A tool for browsing RNA secondary structure information
Structure Surfer is a web tool for scientists who want to browse RNA secondary structure information from different labs. It's online here:
This repository contains the Python script that the webtool uses to browse the database. It also contains a MySQL dump describing the tables.
Creating The Database
The full Structure Surfur database is available as MySQL dump file at pennbox. No login is required.
You will need mySQL installed and a user account with the ability to GRANT SELECT priviledges. Run this command:
mysql -p < structure_surfer.mysql
Alternately, you can create an empty Structure Surfur database for your own data with the MySQL dump file in this folder.
Both methods make a database with three tables:
structure_score - RNA secondary structure scores with genomic coordinates
structure_source - The experiments that generated the scores
transcript - Exon coordinates for transcripts
Browsing The Database
structurePlotMaker.py is a tool for browsing the database. It can handle a few types of requests. It generates a table of results in plaintext and in xml as well as an xml plot.

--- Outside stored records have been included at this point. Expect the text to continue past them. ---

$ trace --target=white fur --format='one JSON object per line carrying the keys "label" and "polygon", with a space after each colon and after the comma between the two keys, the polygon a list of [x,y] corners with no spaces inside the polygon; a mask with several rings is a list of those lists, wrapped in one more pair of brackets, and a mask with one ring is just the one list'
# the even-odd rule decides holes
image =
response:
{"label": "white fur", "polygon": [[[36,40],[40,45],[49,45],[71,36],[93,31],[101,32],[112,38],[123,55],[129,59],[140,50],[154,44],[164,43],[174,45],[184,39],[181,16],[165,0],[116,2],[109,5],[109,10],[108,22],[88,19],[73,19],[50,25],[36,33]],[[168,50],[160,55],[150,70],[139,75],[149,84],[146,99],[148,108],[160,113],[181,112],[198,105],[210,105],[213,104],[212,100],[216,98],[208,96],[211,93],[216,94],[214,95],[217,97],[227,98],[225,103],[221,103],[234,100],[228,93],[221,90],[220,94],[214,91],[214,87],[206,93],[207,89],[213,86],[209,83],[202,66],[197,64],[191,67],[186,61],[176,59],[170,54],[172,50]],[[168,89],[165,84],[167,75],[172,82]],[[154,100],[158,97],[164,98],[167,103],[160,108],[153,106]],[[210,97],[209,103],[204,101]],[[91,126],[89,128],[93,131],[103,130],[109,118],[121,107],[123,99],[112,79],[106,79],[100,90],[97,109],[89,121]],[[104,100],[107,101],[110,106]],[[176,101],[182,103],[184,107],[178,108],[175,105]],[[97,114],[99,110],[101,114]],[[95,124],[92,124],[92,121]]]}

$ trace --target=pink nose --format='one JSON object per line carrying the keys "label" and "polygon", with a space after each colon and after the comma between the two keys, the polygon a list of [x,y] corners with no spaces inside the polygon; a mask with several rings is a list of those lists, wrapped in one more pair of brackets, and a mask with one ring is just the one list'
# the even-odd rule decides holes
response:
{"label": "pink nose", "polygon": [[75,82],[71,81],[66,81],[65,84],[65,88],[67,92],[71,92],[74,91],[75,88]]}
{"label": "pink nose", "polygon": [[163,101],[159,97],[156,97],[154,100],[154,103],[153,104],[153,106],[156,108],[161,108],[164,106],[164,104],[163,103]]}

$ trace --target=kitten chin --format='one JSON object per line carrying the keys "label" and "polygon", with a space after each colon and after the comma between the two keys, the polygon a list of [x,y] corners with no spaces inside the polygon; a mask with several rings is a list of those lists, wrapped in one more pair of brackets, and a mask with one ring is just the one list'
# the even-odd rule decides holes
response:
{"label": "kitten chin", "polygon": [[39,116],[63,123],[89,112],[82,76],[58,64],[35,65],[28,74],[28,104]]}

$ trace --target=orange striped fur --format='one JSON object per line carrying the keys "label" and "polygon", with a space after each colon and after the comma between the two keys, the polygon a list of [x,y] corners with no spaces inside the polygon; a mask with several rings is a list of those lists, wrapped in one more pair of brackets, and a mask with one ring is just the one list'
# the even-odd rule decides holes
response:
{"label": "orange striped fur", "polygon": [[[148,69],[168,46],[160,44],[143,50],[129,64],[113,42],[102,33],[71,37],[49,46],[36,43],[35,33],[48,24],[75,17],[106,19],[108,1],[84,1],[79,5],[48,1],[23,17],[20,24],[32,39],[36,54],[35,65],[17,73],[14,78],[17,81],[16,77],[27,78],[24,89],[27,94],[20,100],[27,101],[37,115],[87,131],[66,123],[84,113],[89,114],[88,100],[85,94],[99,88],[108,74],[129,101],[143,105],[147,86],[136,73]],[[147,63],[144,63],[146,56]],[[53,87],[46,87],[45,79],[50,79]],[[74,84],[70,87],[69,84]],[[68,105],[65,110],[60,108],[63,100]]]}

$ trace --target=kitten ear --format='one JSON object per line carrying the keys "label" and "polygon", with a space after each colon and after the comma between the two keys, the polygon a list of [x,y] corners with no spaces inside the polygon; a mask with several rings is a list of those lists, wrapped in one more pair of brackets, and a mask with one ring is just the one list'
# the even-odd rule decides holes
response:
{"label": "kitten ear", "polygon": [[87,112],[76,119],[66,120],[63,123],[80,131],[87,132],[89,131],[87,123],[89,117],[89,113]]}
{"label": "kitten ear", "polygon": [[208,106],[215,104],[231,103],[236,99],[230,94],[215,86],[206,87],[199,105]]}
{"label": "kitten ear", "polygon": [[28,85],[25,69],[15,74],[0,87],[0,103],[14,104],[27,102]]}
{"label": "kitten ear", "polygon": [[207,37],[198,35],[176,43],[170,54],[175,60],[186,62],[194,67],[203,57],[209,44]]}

Get scores from all datasets using genomic coordinate
python2.7 makeStructurePlot.py -c chr7 -s 45459777 -e 45459811 -g mm -pfx my_output_file
-s and -e The start and end coordinates
-c The chromosome
-g Specifies the genome: mm (mouse), hs (human) or at (thale cress)
-pfx The prefix for the three output files
Get average score of several regions using a bed file
In some cases it's useful to take several regions of interest and find the average score profile across them.
python2.7 makeStructurePlot.py -b my_input_file.bed -g mm -pfx my_output_file
-b The file name of a bed file containing the coordinates of interest. All bed intervals must be of the same size.
Get scores from an annotated transcript
python2.7 makeStructurePlot.py -t AT3G61897.1 -g at -pfx my_output_file
-t Transcript ID. This must be a transcript ID that exists in the transcript table. The download from pennbox has IDs from NCBI, PDB and The Arabidopsis Information Resource.